優歌は自分や野営地の奥に停泊しているガランの主砲をカデシュを使って溶接している幼馴染が目の前の男性よりはるかに幼いように思えてならない。


「思っているさ。だからここまでこれたんじゃないか。君と彼は幼馴染なんだろ?関係が近すぎると見えないものもあるさ」


「大人だ・・・」


「優しいんですね」


「そ、そろそろ作業を再開しよう!今夜中にガランに積み荷を搬入しないと!」


2人の少女の称賛の眼差しにむずがゆい思いを感じてイフルは立ち上がって物資箱をを荷台に積み始めた。



同時刻・ガラン司令室


居心地の良い自分の定位置にようやく帰り着いたレガスは卓上の通信機がメールが来ている事を告げる点滅をしているのに気づき、足音を殺して稲妻の様に椅子に座る。

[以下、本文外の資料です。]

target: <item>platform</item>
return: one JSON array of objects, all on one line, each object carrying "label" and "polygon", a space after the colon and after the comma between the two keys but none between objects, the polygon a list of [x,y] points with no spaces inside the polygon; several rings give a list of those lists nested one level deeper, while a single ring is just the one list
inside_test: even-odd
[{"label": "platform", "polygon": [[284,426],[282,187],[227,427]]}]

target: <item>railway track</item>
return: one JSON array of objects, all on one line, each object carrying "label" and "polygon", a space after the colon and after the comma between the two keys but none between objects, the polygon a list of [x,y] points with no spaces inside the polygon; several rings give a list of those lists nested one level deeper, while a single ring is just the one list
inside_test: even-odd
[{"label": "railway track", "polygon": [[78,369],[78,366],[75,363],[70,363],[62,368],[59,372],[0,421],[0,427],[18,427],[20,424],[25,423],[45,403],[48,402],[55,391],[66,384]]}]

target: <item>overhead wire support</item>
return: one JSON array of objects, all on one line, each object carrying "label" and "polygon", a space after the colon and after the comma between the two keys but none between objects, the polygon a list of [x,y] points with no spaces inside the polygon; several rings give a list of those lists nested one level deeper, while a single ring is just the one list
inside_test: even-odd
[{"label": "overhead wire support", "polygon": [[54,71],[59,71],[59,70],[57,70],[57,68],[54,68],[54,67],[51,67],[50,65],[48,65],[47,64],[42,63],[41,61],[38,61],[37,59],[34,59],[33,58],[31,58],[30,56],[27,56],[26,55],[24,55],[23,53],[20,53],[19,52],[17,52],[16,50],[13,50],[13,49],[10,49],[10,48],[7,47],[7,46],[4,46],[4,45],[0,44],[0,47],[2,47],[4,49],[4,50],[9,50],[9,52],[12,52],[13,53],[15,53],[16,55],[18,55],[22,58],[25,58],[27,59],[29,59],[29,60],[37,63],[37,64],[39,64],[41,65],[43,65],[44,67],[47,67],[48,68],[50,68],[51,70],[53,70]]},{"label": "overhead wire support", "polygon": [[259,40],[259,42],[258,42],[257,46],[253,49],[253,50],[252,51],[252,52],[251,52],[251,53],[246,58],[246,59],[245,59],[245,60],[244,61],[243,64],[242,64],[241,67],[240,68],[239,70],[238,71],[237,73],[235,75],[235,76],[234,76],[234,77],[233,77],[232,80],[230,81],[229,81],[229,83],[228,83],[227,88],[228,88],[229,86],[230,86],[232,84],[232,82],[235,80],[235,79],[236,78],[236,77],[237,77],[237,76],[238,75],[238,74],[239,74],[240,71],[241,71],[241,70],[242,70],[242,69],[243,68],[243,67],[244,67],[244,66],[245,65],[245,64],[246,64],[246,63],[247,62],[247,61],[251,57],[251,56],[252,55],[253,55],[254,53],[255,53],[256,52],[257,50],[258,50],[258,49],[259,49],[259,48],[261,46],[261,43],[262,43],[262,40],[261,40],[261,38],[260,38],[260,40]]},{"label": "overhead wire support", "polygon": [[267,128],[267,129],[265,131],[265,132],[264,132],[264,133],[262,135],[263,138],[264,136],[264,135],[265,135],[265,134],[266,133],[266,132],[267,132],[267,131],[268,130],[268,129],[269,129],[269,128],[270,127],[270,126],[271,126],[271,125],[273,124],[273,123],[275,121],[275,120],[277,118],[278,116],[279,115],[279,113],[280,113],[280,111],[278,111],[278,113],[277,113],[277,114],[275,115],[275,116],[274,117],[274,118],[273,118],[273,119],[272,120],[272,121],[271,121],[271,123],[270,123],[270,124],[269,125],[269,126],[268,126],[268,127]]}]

「この暗号はテオスからの物だ・・・何!?まだ希望はある!後はカルブンクルスの連中がやってくれれば!!」


『テオス』は人類連盟の盟主の称号である。その正体は不明でレガスは自分とルツを除いた最高評議員7名の内の誰かだと考えていた。


「カルブンクルスのルツ艦長に繋げ!」


ガランのオペレーターはレガスの異様にはしゃいでいる声に困惑しつつも指示通りに行動する。意志に背いてわざわざ不機嫌にさせる理由も無いからである。


半日後。

航行だけは可能になったガランはリマジハの村やゲダムに移民する事に決めた10億の地球人に見送られながら宇宙空間へ旅立っていった。


カデシュのパイロット4名の少年少女達はカルブンクルスへ戻って行く。その後ろからアタノールの残骸を改造した砲撃艇カーカスが続く。


カルブンクルス単艦と機動兵器2つ


たったこれだけの戦力でシュトロン星系外縁部に居るはずのサークレイスの艦隊へ攻撃をかける、無謀な作戦を行う為に。


眼下の新たなる地球人の新天地を守る為に。